Essas interações multicanais perigosas levaram a Forrester, umas das empresas globais mais influentes em consultoria e pesquisa de mercado, a declarar que as companhias deveriam “otimizar a jornada, não o pondo de contato” quando forem criar seus mapas e planos de experiência do cliente. Ao focar na floresta como um todo, em vez de unicamente nas árvores, você perceberá caminhos cruciais através da floresta, que de outro modo poderiam passar despercebidos. E isso nos leva ao passo final.

Passo 3: entenda que o caminho e a meta são um só

No fim das contas, mesmo que você tenha o mapa mais sofisticado, com a melhor transmissão de dados, testado e aprovado com as mais importantes formas de interaçãoo com a sua marca e pelos diversos canais disponíveis; mesmo que o seu contact center utilize a moderna plataforma Genesys Customer Experience, traçando a rota individual dos consumidores em cada detalhe mais preciso; e mesmo que você tenha feito o caminho do Ponto A ao Ponto B da maneira mais humanamente (e digital) possível; ainda assim, não terá sido suficiente até você entender que o objetivo não é meramente ajudar os clientes a sair do Ponto A e chegar ao Ponto B.

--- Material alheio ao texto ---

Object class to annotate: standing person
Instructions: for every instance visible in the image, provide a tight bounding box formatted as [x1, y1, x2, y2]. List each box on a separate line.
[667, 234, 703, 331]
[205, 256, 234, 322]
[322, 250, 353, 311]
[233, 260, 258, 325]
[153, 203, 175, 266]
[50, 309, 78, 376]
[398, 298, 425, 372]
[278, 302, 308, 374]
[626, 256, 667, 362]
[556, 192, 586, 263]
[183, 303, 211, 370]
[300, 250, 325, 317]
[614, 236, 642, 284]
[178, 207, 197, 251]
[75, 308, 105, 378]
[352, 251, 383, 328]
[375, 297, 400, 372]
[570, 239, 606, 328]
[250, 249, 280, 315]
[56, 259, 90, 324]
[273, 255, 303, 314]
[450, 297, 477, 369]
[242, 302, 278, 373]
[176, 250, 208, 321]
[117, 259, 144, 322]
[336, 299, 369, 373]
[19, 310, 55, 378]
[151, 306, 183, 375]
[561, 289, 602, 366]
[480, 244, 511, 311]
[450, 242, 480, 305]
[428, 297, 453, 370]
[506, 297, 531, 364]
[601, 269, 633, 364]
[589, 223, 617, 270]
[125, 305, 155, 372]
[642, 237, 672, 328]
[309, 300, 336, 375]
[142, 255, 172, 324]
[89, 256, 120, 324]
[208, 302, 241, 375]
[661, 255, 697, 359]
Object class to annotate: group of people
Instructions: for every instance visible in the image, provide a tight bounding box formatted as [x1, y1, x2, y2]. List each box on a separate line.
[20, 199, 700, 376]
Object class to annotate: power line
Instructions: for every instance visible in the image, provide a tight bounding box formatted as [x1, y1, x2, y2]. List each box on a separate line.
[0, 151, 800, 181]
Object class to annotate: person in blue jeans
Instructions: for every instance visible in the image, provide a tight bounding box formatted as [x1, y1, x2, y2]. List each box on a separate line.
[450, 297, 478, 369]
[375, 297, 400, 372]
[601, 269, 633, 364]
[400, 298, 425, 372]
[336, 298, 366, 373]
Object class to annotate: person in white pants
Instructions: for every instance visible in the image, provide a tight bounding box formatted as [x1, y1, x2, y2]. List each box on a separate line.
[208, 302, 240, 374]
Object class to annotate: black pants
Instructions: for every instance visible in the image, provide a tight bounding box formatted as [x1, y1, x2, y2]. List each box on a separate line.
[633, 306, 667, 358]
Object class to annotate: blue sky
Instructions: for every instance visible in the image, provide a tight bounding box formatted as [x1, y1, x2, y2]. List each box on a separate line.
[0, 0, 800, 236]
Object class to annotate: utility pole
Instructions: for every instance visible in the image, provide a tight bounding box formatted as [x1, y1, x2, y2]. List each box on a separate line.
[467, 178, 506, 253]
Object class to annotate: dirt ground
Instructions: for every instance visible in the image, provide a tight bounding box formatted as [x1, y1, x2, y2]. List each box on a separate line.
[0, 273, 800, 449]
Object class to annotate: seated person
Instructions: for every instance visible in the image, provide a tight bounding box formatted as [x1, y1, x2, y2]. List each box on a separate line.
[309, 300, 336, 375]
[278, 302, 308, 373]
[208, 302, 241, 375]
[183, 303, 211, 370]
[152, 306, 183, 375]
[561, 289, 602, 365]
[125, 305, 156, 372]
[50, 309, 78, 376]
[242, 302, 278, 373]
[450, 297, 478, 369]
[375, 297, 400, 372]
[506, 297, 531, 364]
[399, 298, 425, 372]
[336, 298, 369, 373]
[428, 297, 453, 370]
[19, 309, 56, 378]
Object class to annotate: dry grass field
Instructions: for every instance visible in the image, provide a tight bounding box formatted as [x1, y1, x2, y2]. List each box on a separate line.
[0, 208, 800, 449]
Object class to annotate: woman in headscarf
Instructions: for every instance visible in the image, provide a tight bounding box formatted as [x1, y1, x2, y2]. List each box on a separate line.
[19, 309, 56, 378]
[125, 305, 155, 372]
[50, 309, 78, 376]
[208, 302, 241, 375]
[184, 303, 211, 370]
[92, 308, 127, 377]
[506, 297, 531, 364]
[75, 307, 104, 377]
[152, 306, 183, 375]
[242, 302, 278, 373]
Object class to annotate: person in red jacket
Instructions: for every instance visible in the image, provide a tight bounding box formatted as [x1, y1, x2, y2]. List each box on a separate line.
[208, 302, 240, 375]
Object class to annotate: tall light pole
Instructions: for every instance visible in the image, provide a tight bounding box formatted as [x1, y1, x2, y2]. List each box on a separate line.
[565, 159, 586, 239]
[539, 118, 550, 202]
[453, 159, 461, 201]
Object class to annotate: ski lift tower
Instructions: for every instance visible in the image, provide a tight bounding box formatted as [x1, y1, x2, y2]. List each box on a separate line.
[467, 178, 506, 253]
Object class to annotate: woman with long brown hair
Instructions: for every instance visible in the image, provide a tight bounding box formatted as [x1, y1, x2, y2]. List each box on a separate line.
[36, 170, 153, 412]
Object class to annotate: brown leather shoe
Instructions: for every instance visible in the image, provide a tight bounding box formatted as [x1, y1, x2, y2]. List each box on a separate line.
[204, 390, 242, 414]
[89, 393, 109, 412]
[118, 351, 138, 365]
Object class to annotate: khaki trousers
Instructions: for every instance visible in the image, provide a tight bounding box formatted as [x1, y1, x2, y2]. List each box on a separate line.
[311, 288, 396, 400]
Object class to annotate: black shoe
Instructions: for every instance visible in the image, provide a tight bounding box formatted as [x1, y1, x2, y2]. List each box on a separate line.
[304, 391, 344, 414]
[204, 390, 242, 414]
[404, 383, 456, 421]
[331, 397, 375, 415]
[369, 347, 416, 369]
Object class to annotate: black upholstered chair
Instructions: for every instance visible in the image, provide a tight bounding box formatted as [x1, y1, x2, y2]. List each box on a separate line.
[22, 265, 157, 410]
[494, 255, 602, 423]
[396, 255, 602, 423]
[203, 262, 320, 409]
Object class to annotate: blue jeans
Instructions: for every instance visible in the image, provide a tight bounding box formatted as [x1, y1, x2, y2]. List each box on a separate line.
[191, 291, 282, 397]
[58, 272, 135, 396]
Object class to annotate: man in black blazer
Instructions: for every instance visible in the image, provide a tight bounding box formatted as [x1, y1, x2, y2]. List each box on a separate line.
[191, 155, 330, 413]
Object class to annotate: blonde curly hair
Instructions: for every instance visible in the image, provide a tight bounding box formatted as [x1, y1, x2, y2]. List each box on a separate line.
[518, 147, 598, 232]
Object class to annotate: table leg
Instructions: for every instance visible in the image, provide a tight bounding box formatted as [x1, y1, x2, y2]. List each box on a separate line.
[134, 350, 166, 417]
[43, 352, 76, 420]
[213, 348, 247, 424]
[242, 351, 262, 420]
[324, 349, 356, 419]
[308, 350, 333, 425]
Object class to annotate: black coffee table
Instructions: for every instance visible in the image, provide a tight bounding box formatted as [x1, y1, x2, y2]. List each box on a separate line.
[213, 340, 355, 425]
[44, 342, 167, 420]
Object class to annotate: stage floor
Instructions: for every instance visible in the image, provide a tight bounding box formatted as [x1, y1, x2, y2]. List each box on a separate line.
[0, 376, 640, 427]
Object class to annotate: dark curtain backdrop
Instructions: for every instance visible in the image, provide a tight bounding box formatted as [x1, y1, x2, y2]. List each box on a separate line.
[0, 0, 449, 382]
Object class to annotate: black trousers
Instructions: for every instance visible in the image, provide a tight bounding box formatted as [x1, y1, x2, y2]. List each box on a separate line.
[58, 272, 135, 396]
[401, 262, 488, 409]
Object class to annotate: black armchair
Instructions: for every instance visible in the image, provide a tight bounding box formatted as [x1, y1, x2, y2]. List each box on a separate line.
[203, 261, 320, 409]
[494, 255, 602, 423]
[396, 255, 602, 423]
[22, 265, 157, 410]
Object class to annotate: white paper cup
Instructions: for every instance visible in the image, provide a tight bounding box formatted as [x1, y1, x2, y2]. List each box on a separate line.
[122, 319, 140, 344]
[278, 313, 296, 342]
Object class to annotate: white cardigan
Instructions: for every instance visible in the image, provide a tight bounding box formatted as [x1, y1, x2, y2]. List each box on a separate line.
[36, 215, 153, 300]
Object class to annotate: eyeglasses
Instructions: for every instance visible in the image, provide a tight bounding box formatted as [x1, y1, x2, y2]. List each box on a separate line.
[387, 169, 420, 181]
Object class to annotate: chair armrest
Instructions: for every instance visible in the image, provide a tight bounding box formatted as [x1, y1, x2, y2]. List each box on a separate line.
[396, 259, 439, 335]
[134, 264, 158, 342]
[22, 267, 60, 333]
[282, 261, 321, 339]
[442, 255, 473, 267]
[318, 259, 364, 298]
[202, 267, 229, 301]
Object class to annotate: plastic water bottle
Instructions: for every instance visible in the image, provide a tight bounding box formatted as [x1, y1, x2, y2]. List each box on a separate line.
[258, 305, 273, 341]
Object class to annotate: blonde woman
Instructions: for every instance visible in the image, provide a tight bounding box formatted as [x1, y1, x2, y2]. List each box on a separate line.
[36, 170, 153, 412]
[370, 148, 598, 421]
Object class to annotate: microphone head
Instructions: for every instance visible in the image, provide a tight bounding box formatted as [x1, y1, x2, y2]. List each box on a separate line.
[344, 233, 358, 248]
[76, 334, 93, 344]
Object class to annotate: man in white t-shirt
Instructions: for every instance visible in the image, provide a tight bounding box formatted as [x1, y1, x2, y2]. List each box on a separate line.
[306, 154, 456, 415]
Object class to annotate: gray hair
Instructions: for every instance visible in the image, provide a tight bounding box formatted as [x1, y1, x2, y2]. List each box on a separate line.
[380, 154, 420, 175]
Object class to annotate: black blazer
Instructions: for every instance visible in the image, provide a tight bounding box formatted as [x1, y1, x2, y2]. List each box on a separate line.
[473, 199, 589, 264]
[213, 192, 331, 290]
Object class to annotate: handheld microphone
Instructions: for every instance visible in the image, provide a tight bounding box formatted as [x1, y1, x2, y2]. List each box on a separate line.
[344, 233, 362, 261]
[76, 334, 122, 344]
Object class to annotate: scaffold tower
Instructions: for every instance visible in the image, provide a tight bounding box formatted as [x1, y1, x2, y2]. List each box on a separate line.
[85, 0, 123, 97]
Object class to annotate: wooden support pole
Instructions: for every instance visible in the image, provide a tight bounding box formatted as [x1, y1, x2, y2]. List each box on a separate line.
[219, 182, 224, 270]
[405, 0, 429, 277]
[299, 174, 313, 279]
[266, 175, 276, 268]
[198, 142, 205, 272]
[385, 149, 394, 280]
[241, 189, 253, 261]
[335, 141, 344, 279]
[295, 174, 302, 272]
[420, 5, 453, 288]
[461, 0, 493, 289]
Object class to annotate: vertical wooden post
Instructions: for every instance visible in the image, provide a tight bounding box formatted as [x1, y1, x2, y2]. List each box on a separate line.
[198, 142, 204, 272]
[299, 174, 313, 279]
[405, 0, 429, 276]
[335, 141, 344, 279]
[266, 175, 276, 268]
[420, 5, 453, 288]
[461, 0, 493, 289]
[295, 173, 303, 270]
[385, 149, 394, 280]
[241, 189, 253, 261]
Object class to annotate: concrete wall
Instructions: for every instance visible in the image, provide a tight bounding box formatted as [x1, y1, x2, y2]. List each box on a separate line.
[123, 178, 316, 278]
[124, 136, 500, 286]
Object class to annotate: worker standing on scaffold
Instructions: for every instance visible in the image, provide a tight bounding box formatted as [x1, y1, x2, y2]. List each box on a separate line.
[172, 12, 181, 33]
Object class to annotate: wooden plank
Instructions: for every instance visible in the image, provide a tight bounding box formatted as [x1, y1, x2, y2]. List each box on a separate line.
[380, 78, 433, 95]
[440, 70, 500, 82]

O real objetivo da gestão da jornada do cliente é assegurar que cada passo da jornada do consumidor, por cada um dos canais, seja harmonizado com a forma de engajamento correta para entregar o melhor resultado. Claro, algumas interações são mais significativas do que outras e também alguns pontos da transação multicanal – como assegurar, como  o exemplo acima, que o desktop e o aplicativo se comuniquem bem entre si – valem a injeção de mais recursos financeiros, embora você nunca saiba quando a jornada de qualquer cliente com sua marca pode estar perto do fim ou apenas começando. Engajamento é quando a gestão da jornada é feita corretamente e isso muda a visão do cliente de que ele está sendo “servido”. A companhia está apenas respondendo à sua jornada da maneira mais útil, natural e tranquila possível.

Sendo assim, você deve garantir que sua equipe esteja preparada para proporcionar a melhor experiência possível para cada cliente, em qualquer canal, e que tenha uma visão clara e panorâmica de cada um, que eles saibam em qual situação o cliente estava e para onde está indo, a fim de ajudá-lo em seu caminho. E, se você de fato valoriza cada cliente, apreciando exatamente onde ele ou ela está na jornada do cliente que você proporcionou, então, “gerir” essa jornada simplesmente se torna uma questão de ajudá-los a tomar o próximo passo que os aproxime de sua empresa, sem apressá-los ou vender qualquer coisa a mais do que eles precisam no momento.  

Se esse nível de cuidado e atenção for dado a cada cliente e em cada etapa de sua jornada, eles certamente perceberão isso e o objetivo final que você traçou para eles – que provavelmente é a conexão profunda e a lealdade em relação à sua marca – já terá sido alcançado.